Gücünü topladığında bir kez daha bağırdı. ''Sana zarar vermek istemedim Lavin. Yemin ederim istemedim!'' yutkunurken boğazı yandı. Yüzü acıyla buruştu. Beyninde Ada'nın sesi yankılandı.
''Çınar benden ayrılamazsın.''
''Yeter Ada bıktım anlıyor musun bıktım! Bitti.''
''Ben sensiz yaşayamam Çınar.''
''Herkes herkessiz yaşayabilir hiç merak etme!''
Sesini son bir kez toplarken bağırdı. ''Ada haklıymış. Herkes herkessiz yaşayamıyormuş.'' dedi ve gözlerini kapattı. Fısıldadı.
''Ben sensiz yaşayamazmışım Lavin.''
Gitme bitmesin diye bütün gece ağladım
Hayır olmaz böyle biteceğine inanmadım
Lavin sınıfa girdiğinde boş kalan Çınar'ın sırasına baktı.
Gidersen kalan hayalinle ben ne yaparım
Olmaz olmaz böyle gideceğine inanmadım, inanmadım
Okulun bitiş zili çalarken Hazal çantasını koluna atarak diğerlerine döndü. ''E çıkışta napsak?''
''Sen dün baya enerji depolamışsın anlaşılan.'' diyen Bora'ya sırıttı.
''Aynen öyle.'' dediğinde Berk'in keyifsiz çıkan sesiyle yüzü düştü.
''Beni es geçiin.''
''Ya Berk.'' diyen Hazal kınayıcı bakışlarla ona döndü. ''Enerjimi sömürüyorsun.''
Berk sırıttı. ''O zaman es geçin beni.''
''Saçmalama oğlum.'' diyen Ege elini Berk'in omzuna koydu. ''Hem doktor kafaya bir şey takma demedi mi sana? Kafa dağıtırız işte.''
''Yok öyle bir şey.'' diyen Beliz'e şok içinde döndüler. ''Berk dinleniyor. Sizde bizim eve geliyorsunuz.''
''Melisa çayı yoksa varım.'' dedi Bora elini kaldırırken. ''Kafamda fazla ses kaldırmıyor bugün.''
''Okey o zaman bizdeyiz.'' diyen Beliz'in sesi koridordaki seslerle yavaşça kısıldı.
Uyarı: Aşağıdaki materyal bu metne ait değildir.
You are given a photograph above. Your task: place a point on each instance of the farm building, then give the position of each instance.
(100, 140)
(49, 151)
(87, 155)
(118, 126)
"Kenan Bey ben sizden okul paramı ödemenizi istemedim."
Ali'nin sesi yükselirken Berk'in kaşları çatıldı.
"Noluyor yine?" diyerek koridora çıktığında Beliz'de telaşla onu takip ederken diğerleri de arkalarından geldi.
Kenan ve Ali karşı karşıya konuşurlarken Berk onların yanında durdu.
"Biliyorum istemedin ama sen çok iyi bir çocuksun Ali bunu senden bi karşılık beklemeden yaptım." dediğinde Ali çatık kaşlarıyla ona baktı.
"Ben o burs verildiğinde bile istemedim bu okula gelmek. Sahi sebebi neydi bursu vermenizin." dediğinde Berk araya girdi.
"Noluyor?"
"Bir şey yok Berk." diyen Kenan Ali'ye döndü. "Ne sebebi? Bir sebebi yok. Her sene burs sınavlarımız var bu sene katılım fazla değildi. Sizi de okulun etrafında çok görüyordum. Vefa ile konuşup hallettik." dediğinde Ali sinirle güldü.
"Ben sizin gibileri tanırım. Çıkarınız olmadan iyilik yapmazsınız." dediğinde kararlı gözleri Kenan ile buluştu. "Vefa'yı kandırmışsınız iyi insan ayaklarınıza belli ama beni kandıramazsınız." dediğinde Berk sinirle ona bir adım attı.
"Ne diyosun lan sen?"
Ali karşısında Berk'i görmesiyle sırıttı. "Gerçekleri." dediğinde Beliz Berk'in kolundan çekiştirdi.
"Berk tamam."
Berk kolunu ondan çekerken Ali'te döndü.
"Bana bak insanlık yapılmış sana sende insan gibi davran." dediğinde Ali kaşlarını kaldırdı.
"Yok ya." dediğinde Berk elleri ile onun yakalarını tutarken konuştu.
"Öğretiyim o zaman." dediğinde kafasını Ali'nin burnuna geçirdi.
Ali'nin elleri de onun yakalarına yerleşirken diğerleri onları ayırmaya çalışıyordu.
Berk'in bileğini tutan Beliz konuştu. "Durun artık durun."
"Neden?" dedi Berk sinirle ina bakarken. "Adam bizim okulumuzda bize saysın sövsün biz duralım mı Beliz? Neden duralım?" dediğinde Ali'den yediği yumrukla geriye doğru savruldu.
Sinirle ona doğru bir kaç adım atarken geri yakasına yapıştı. Beliz kaşlarını çattı. Yutkundu. Gücünü topladı ve bağırdı.
"Durun. Durun çünkü siz kardeşsiniz!"
Herkes şaşkınlıkla ona dönerken Berk ve Ali birbirinin yakasını bıraktı.